Looong article on the San Francisco general strike:
On May 9, 1934, San Francisco longshoremen went out on strike against West Coast ship owners, igniting a movement of 35,000 maritime workers of the International Longshoremen’s Association (ILA) that shut down 2,000 miles of Pacific coastline from Bellingham, Washington, to San Diego, California.
Driven by the determination and militancy of the rank and file, this 83-day struggle defied the employers’ Industrial Association of San Francisco, President Franklin D. Roosevelt’s federal mediators, the conservative American Federation of Labor (AFL) union leadership, and culminated in the San Francisco general strike.

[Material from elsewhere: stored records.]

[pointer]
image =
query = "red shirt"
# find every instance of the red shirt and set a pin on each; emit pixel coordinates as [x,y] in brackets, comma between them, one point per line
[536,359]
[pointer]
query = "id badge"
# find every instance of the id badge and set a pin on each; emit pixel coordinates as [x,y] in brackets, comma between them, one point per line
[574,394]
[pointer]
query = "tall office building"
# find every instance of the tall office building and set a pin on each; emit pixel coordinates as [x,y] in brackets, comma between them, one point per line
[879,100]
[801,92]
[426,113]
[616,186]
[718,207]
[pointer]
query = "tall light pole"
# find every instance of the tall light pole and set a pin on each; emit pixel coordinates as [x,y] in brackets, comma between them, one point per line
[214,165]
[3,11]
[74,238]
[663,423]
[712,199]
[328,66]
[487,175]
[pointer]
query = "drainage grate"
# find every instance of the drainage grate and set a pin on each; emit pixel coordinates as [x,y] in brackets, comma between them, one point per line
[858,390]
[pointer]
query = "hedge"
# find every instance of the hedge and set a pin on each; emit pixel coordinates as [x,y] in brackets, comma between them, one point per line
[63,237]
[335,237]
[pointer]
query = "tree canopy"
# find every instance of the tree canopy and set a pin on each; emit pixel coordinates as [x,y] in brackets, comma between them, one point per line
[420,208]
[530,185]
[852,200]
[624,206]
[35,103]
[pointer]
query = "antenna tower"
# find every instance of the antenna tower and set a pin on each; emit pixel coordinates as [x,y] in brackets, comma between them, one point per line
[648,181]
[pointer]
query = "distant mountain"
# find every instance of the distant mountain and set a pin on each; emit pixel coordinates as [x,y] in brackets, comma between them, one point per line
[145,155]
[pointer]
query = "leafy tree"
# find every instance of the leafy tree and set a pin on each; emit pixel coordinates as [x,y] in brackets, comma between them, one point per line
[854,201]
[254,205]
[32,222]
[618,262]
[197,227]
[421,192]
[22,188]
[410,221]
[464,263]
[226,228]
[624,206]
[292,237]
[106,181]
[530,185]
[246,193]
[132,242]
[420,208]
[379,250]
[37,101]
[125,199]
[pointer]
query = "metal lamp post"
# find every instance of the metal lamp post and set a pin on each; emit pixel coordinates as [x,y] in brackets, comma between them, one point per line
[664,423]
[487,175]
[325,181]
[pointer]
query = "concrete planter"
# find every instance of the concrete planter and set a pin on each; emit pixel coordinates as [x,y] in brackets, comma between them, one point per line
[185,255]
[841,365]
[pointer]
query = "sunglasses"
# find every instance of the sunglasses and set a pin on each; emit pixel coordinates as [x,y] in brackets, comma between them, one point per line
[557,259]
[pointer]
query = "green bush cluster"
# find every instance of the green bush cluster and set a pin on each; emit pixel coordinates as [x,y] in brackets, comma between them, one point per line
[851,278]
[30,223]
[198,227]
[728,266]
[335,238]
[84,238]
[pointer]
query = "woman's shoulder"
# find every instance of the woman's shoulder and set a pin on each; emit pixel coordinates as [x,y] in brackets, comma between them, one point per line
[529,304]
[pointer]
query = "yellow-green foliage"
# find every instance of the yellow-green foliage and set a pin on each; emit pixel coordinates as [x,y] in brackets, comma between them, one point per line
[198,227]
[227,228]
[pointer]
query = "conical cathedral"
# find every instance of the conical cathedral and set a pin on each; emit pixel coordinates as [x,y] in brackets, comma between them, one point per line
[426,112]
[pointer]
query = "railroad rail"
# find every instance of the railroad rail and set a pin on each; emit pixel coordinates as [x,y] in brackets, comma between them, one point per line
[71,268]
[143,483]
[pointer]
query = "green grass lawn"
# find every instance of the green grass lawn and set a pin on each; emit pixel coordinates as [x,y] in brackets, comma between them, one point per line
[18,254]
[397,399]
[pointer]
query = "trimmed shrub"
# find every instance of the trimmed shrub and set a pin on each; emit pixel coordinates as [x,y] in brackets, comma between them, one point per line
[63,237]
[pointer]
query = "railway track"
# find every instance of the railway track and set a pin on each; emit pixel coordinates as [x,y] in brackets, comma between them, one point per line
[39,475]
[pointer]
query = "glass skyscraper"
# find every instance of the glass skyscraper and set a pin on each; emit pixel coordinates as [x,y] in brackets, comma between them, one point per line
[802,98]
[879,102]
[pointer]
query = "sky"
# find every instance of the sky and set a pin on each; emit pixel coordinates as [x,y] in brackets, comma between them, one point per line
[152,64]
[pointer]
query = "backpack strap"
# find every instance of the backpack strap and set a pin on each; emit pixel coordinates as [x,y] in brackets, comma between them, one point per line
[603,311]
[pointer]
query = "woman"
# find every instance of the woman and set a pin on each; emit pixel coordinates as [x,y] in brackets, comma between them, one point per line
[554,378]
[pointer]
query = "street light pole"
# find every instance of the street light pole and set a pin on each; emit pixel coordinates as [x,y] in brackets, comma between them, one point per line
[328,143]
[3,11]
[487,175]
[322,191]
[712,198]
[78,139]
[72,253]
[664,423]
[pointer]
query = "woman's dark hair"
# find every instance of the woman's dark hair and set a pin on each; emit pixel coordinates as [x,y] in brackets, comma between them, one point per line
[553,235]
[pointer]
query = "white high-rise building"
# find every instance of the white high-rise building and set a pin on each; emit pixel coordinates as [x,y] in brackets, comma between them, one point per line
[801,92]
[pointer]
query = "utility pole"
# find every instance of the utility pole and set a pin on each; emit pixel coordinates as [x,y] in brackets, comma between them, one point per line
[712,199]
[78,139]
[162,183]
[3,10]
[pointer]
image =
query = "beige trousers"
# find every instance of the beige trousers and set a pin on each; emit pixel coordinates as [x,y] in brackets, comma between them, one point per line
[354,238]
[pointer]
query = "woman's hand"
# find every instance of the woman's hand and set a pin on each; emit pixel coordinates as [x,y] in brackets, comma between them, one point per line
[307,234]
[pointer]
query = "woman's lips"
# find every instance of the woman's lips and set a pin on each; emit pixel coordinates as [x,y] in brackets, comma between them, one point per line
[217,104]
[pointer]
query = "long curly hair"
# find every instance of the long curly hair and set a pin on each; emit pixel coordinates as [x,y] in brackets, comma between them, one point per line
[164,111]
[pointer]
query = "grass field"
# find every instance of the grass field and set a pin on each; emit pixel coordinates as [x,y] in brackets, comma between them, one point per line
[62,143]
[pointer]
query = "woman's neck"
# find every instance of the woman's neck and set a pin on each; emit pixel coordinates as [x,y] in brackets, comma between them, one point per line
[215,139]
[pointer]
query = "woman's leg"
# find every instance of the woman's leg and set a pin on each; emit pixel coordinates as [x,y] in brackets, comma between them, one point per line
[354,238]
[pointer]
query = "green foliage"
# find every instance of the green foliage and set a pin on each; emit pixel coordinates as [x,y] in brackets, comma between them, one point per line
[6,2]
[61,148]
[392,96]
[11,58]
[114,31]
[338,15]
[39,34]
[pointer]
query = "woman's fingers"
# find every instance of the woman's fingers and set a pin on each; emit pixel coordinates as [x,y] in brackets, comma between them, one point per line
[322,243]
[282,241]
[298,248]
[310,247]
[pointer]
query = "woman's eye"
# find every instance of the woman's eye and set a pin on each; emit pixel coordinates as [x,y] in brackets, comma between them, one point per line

The San Francisco strike combined with two other momentous labor struggles in 1934 to alter the American political landscape—the Toledo Auto-Lite strike led by socialists in the American Workers Party, and the Minneapolis truck drivers strike led by Trotskyists in the Communist League of America. These three strikes—which were, in essence, rebellions not only against business interests but also against the business unionism of the AFL—paved the way for the pivotal victories of Detroit auto workers in sit-down strikes led by socialist-minded workers in 1937 and the formation of the mass industrial unions in the CIO (Congress of Industrial Organizations.)
World Socialist Worker: 75 years since the San Francisco general strike
(via Nick P)
September 19, 2009 at 1:07 am
Essential labor history. Thanks so much for the repost of this. People need to know about this.